Lex Theory

During the first phase the compiler reads the input and converts strings in the source to tokens. With regular expressions we can specify patterns to lex so it can generate code that will allow it to scan and match strings in the input. Each pattern in the input to lex has an associated action. Typically an action returns a token that represents the matched string for subsequent use by the parser. Initially we will simply print the matched string rather than return a token value.

The following represents a simple pattern, composed of a regular expression, that scans for identifiers. Lex will read this pattern and produce C code for a lexical analyzer that scans for identifiers.

letter(letter|digit)*

This pattern matches a string of characters that begins with a single letter followed by zero or more letters or digits. This example nicely illustrates operations allowed in regular expressions:

repetition, expressed by the "*" operator
alternation, expressed by the "|" operator
concatenation

Any regular expression expressions may be expressed as a finite state automaton (FSA). We can represent an FSA using states, and transitions between states. There is one start state and one or more final or accepting states.

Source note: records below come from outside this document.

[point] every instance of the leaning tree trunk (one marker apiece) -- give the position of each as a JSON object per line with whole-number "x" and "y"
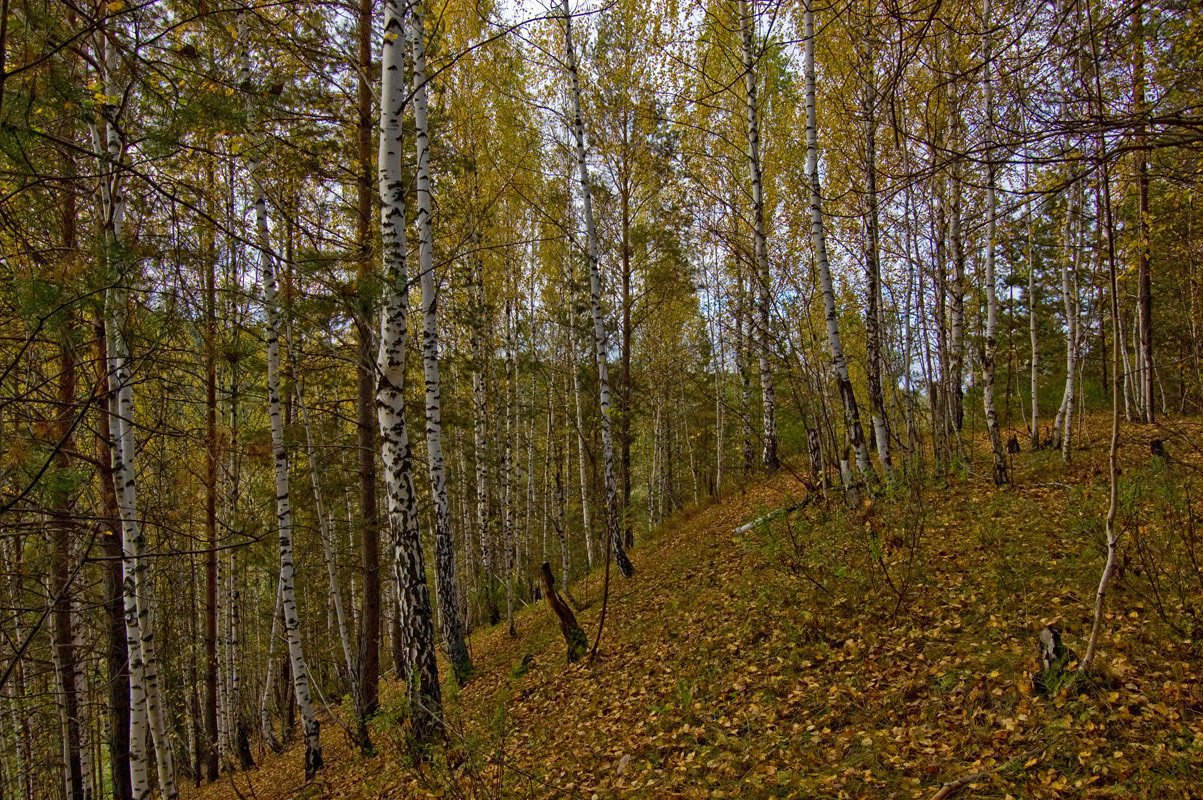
{"x": 420, "y": 668}
{"x": 818, "y": 237}
{"x": 873, "y": 318}
{"x": 614, "y": 529}
{"x": 763, "y": 277}
{"x": 117, "y": 652}
{"x": 63, "y": 529}
{"x": 1144, "y": 276}
{"x": 327, "y": 552}
{"x": 444, "y": 545}
{"x": 265, "y": 703}
{"x": 991, "y": 297}
{"x": 283, "y": 503}
{"x": 144, "y": 718}
{"x": 1033, "y": 430}
{"x": 367, "y": 683}
{"x": 956, "y": 309}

Figure 3: Finite State Automaton

In Figure 3 state 0 is the start state and state 2 is the accepting state. As characters are read we make a transition from one state to another. When the first letter is read we transition to state 1. We remain in state 1 as more letters or digits are read. When we read a character other than a letter or digit we transition to accepting state 2. Any FSA may be expressed as a computer program. For example, our 3-state machine is easily programmed:

start:  goto state0

state0: read c
        if c = letter goto state1
        goto state0

state1: read c
        if c = letter goto state1
        if c = digit goto state1
        goto state2

state2: accept string

This is the technique used by lex. Regular expressions are translated by lex to a computer program that mimics an FSA. Using the next input character and current state the next state is easily determined by indexing into a computer-generated state table.

Now we can easily understand some of lex’s limitations. For example, lex cannot be used to recognize nested structures such as parentheses. Nested structures are handled by incorporating a stack. Whenever we encounter a "(" we push it on the stack. When a ")" is encountered we match it with the top of the stack and pop the stack. However lex only has states and transitions between states. Since it has no stack it is not well suited for parsing nested structures. Yacc augments an FSA with a stack and can process constructs such as parentheses with ease. The important thing is to use the right tool for the job. Lex is good at pattern matching. Yacc is appropriate for more challenging tasks.